It was a short and relatively quiet week for insurance stocks, but some life insurers got clarity around a Department of Labor rule exemption.
The SNL Insurance Index declined 0.56% to 855.83 for the week ended Jan. 19, and the S&P 500 fell 0.48% to 2,263.69.
Sandler O'Neill + Partners analyst John Barnidge said the most notable development in the life insurance space this week was the Department of Labor's proposal of an exemption for certain independent marketing organizations, which can now use a best interest contract exemption from the DOL rule when selling certain annuity products. The rule is not applicable to all such marketing organizations, however. Insurance intermediaries must have annual fixed-annuity contract sales that average at least $1.5 billion in premiums over the last three years in order to qualify.
The newly proposed rule gets rid of some of the uncertainty around how independent marketing organizations would function under the DOL rule, Barnidge said. He said the news provides some "relief" for companies selling primarily fixed-index annuities through independent agent channels.
Barnidge specifically named American Equity Investment Life Holding Co. and Fidelity & Guaranty Life, which sell mostly in those channels, as beneficiaries of the clarity provided by the proposed exemption.
American Equity's stock actually fell 1.31% for the week after it reported disappointing fourth-quarter 2016 sales figures. Barnidge said the company's sales results, released Jan. 13, were not particularly surprising given the "chilling effect" the DOL rule had in the latter half of 2016, even though it is not yet fully implemented.
Looking ahead at 2017 expectations for life insurers in particular, there should be more good news than bad, according to the Sandler analyst.

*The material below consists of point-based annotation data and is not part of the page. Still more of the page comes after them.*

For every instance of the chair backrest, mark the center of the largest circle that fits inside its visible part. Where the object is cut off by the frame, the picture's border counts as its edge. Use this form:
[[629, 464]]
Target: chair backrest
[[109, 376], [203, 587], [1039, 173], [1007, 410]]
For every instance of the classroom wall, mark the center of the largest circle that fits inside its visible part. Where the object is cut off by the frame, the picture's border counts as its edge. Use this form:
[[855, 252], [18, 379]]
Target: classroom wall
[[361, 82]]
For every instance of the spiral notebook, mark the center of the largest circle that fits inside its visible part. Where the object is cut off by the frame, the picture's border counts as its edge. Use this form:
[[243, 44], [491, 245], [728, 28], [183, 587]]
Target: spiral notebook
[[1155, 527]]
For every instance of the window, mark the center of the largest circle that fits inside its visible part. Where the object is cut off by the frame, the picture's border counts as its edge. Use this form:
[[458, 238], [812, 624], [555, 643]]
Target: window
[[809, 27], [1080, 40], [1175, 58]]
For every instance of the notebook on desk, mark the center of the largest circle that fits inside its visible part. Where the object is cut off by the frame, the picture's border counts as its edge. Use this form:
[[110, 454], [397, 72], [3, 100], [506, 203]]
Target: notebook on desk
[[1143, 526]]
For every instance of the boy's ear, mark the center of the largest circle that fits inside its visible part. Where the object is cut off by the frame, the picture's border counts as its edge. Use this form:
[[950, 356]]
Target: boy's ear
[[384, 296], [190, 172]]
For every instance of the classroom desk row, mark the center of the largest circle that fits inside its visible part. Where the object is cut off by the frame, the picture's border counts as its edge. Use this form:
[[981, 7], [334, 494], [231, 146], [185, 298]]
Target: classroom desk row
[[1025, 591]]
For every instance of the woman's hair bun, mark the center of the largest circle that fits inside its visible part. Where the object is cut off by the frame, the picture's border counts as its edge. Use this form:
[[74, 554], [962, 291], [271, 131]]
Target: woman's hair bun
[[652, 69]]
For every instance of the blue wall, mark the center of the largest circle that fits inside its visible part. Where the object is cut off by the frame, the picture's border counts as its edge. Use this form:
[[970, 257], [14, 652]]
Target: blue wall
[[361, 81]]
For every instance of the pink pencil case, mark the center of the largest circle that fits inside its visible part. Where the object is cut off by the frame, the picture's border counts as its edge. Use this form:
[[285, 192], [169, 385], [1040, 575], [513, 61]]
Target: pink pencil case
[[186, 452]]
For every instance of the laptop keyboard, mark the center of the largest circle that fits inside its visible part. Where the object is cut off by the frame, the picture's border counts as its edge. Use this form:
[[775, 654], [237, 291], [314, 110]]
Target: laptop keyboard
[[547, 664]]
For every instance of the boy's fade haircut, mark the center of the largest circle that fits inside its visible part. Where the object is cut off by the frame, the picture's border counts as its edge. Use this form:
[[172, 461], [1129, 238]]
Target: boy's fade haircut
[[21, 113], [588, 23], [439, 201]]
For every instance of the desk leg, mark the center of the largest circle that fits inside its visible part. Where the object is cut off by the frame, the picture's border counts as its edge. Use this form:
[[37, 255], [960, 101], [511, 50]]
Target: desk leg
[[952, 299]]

Barnidge said the recent rise in interest rates is probably enough to boost their earnings. While life insurance stocks have not performed as well as financials like banks since the November 2016 presidential election, they have attractive valuations compared to historic multiples, he said.
Three big life writers all finished the week lower. Shares of MetLife Inc. lost 0.53%, declining to $54.02; Prudential Financial Inc. fell 0.45% to $104.76; and Lincoln National Corp. decreased 0.77% to $66.69.
Sandler O'Neill's Paul Newsome said there was not much news that moved property and casualty stocks during the week. Progressive Corp. gained 0.36% to $36.38 and Travelers Cos. Inc. rose 0.80% to $117.99.
Reuters on Jan. 19, citing "people familiar with the matter," reported that Aon plc is in "advanced talks" to sell its benefits outsourcing business to private equity firm Clayton Dubilier & Rice LLC for $4.5 billion. Aon's stock fell 0.89% during the week to $112.28. In an interview, Newsome said there is not yet enough information about the sale to assess its impact on Aon's stock.
On the earnings front, UnitedHealth Group Inc. reported fourth-quarter 2016 earnings from operations of $3.54 billion. That is up from $2.47 billion in the year-ago quarter. The managed care company's stock fell 1.92% to $158.70 for the week.